Faire appliquer la quarantaine : le casse-tête des autorités

Le Premier ministre l’a annoncé haut et fort lors du dernier comité de concertation: toute personne qui reviendrait d’un séjour à l’étranger de plus de 48 heures doit observer une période de quarantaine de 10 jours. Reste le plus compliqué: faire appliquer la mesure.

‘S’il vous plait, ne voyagez pas‘, Alexander De Croo s’est montré insistant vendredi dernier à l’égard des éventuels projets de vacances des Belges. Lui et le ministre de la Santé Frank Vandenbroucke estiment que la situation sanitaire de la Belgique est bien meilleure qu’ailleurs sur le continent. C’est pourquoi ils poussent pour que chacun reste au pays durant les fêtes. Quiconque se rendrait à l’étranger durant plus de 48 heures devra observer une période de quarantaine de 10 jours et se soumettre à un test au bout de 7 jours. Cette personne ne pourra sortir de sa quarantaine sans un test négatif.

Il y a une seule exception pour échapper à cette quarantaine: il faut prouver, via le formulaire obligatoire, que toutes les précautions ont été prises lors de votre séjour à l’étranger. En d’autres mots, que vous vous soyez complètement isolé.

Chaque Région est tenue de préparer son plan de bataille pour faire appliquer la quarantaine. Au-delà des contrôles du formulaire à la frontière, comment savoir si les vacanciers observent bien leur période de quarantaine à leur retour?

Les bourgmestres: les bonnes poires ?

Durant le Comité de concertation, le ministre-président wallon Elio Di Rupo disait vouloir utiliser les bourgmestres: ‘L’idée qui se développe, et le parlement flamand a déjà pris attitude à cet égard, c’est de permettre à tous les bourgmestres, éventuellement via les gouverneurs, de faire appel aux CPAS, aux services de prévention, aux polices locales, à la fois pour aider les personnes qui sont en quarantaine (aider ceux qui sont seuls en faisant leurs courses ou en allant chercher des médicaments), mais aussi pour s’assurer et rappeler qu’être en quarantaine c’est rester quelque part et ne pas contaminer les autres. Ce sont donc ces mesures-là que nous allons travailler avec le gouvernement de Wallonie.’

Voilà pour l’idée générale. Mais concrètement, comment ça se passe ? ‘Il est encore trop tôt pour le dire’, explique le porte-parole d’Elio Di Rupo à Sud Presse. Mais cela passera de toute façon par le remplissage du formulaire de Localisation du Passager (PLF) dont les données seront transmises aux bourgmestres, puis aux CPAS et aux polices locales. En tout cas en principe.

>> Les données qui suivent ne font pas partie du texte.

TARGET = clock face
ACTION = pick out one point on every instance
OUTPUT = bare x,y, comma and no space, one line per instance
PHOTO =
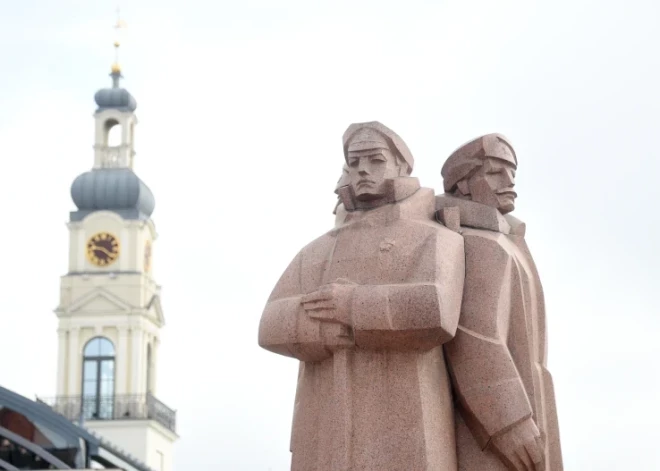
147,256
102,249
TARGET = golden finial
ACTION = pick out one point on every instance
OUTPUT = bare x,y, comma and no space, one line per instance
116,68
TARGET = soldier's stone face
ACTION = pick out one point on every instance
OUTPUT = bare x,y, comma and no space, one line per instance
368,172
493,185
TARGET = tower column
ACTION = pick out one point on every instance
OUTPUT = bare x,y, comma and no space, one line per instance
74,361
154,362
122,361
136,354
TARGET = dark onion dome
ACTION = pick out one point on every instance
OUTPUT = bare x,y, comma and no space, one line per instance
115,98
112,189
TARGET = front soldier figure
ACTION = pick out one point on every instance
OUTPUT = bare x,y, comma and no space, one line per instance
506,406
366,308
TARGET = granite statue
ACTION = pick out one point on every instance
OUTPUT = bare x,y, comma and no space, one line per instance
366,308
506,414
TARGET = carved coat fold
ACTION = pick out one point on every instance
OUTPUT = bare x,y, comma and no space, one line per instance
377,396
498,359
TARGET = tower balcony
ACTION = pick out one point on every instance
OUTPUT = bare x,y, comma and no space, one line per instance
117,407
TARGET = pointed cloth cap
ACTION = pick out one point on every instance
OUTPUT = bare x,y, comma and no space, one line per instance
472,155
395,143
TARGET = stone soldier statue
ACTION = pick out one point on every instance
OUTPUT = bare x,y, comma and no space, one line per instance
506,416
366,308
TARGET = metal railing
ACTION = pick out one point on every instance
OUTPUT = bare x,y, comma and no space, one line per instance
117,407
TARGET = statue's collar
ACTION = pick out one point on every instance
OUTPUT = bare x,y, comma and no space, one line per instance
405,200
398,189
481,216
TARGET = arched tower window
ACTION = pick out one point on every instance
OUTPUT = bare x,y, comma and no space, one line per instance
113,133
98,379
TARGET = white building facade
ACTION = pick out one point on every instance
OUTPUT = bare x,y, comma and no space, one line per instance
110,313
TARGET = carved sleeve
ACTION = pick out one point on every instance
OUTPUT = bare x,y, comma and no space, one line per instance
418,315
489,390
285,328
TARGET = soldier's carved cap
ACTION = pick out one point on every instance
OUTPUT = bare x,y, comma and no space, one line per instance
373,135
472,155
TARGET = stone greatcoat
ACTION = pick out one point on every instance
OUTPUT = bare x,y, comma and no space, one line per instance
498,359
375,396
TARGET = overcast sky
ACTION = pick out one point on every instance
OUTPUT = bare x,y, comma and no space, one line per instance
242,106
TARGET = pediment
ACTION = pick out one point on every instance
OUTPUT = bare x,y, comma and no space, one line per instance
98,301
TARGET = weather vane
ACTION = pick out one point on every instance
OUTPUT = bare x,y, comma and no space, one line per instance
119,25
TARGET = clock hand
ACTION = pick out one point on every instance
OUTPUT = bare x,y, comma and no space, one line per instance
104,250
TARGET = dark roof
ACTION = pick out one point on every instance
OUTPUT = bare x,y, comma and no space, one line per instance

Pour le moment, les call centers peuvent vous appeler à votre domicile pour vérifier votre présence. La police peut également effectuer une visite. Le tout peut déboucher sur une sanction, mais dans les faits, elle n’est jamais appliquée. L’impunité est donc totale, même pour ceux qui rempliraient le formulaire.

Police déjà surchargée

Du côté de la police, on estime déjà avoir assez de boulot. C’est aussi l’avis du bourgmestre de Namur et président du cdH Maxime Prévot, qui ne veut pas davantage surcharger sa policier locale. Il appelle chacun à se responsabiliser.

Du côté flamand, l’arsenal législatif a déjà été voté et donne de nouvelles prérogatives aux bourgmestres dans cette situation d’urgence. Mais la proportionnalité doit toujours s’appliquer, l’épisode des drones de surveillance à Genk, finalement recadrés, en est un exemple concret.

À Bruxelles, le centre de traçage Iriscare est chargé d’appeler les personnes à leur domicile. La police peut vérifier sur place le respect de la quarantaine. Mais là encore, dans les faits, il n’y a eu aucun contrôle. Aucun PV n’a été dressé. Pourtant, une amende de 500 euros et jusqu’à 6 mois de prison sont prévus. La police pourra maintenant disposer de toutes les informations provenant de l’Iriscare mais uniquement sur demande. Didier Gosuin (DéFi), bourgmestre d’Auderghem et actuel président de la conférence des bourgmestres à Bruxelles, est sur la même ligne que Maxime Prévot: ‘Je crois que la police a des missions plus importantes’estime Didier Gosuin sur BX1Et puis, on voit bien que les informations ne circulent pas. Depuis le début, en tant que bourgmestre, je ne sais pas s’il y a un cluster dans ma commune et où. Alors, aller vérifier que les personnes respectent leur quarantaine parce qu’elles sont allées une journée à l’étranger, c’est impossible.’

Une déclaration qui en dit long sur la gestion de la crise du covid-19 en Belgique. Derrière les intentions, il y a une application des mesures très laborieuse.